From publicly issued documents and regulatory news-service releases it is clear that at least one long-short manager that held short positions in Barclays equity bought MCNs in scale (thus covering at least part of their short position at a favourable price), and at least one long-only manager sold existing long positions in ordinary shares and bought a large number of MCNs. Both of these were rational trading strategies. Nevertheless, many millions of arbitrage profits remained available for those able to exploit the opportunity – there was good liquidity in the ordinary shares at prices well above the offered MCN price and there were hours to make the required trades. Why would millions of arbitrage profits be left to collect for hours on end?

If $100 bills were dropped on the sidewalks of Chicago at eight o’clock in the morning, would you expect them to still be there by lunch time?

And yet this appeared to happen on the London Stock Exchange on 31 October 2008.

One possible explanation is that markets were segmented. That is, investors could not buy the MCNs by mandate, or at least were not sure if they could buy the MCNs (and could not get clarification from their compliance and legal teams quickly enough to take advantage of the open offer!).

Another potential explanation is short–selling constraints. About a month earlier, the UK Financial Service Authority had prohibited the active creation or increase of net-short positions in publicly quoted financial companies, although existing short positions were unaffected.
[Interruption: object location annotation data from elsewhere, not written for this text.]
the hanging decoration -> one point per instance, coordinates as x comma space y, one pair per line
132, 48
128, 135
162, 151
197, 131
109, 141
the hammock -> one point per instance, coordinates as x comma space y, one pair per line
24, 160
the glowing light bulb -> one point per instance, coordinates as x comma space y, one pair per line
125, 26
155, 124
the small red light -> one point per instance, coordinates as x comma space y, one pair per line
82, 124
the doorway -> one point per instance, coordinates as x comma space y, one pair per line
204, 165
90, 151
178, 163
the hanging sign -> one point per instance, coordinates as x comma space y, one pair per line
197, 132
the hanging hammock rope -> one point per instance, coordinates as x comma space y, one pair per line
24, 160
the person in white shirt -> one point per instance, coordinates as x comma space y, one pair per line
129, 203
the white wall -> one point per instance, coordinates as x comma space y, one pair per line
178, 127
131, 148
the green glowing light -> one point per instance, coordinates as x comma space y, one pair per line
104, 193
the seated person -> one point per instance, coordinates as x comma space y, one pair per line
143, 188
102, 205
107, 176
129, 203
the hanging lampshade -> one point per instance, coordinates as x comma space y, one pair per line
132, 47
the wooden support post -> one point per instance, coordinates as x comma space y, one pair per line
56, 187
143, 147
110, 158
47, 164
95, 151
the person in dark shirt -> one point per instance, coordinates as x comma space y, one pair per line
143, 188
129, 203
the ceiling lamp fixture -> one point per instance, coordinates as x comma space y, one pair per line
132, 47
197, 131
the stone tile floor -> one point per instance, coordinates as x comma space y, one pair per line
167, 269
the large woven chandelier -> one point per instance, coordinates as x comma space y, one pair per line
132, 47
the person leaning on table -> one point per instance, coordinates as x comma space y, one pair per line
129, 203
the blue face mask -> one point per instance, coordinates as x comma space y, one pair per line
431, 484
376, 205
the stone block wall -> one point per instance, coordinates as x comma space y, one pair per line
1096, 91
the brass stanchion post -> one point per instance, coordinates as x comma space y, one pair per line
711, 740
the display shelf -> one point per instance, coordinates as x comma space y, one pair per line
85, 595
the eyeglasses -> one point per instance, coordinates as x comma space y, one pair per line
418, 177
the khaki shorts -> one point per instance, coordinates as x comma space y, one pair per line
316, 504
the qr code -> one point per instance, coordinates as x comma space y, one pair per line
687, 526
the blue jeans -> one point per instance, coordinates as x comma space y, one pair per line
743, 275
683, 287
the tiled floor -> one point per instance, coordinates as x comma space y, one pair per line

This prohibited those traders without legacy short positions in Barclays ordinary shares from under-taking capital-structure arbitrage based around the issue of the MCNs. It is also possible that holders of existing short positions in Barclays’ ordinary shares feared that they might have been unable to hold on to these positions until conversion of the MCNs. Alternatively, they might have been unsure about how many MCNs they could obtain in the open offer (although this seems unlikely – there was a huge supply of MCNs on offer!). Finally, it could simply have been investor error: inertia or a misunderstanding of the nature of the MCNs.

Note from Figure 1.2 below that stock lending did not increase around the time of the MCN issue, consistent with the FSA ban on short-selling (although the increase in stock borrowing in early November is interesting!).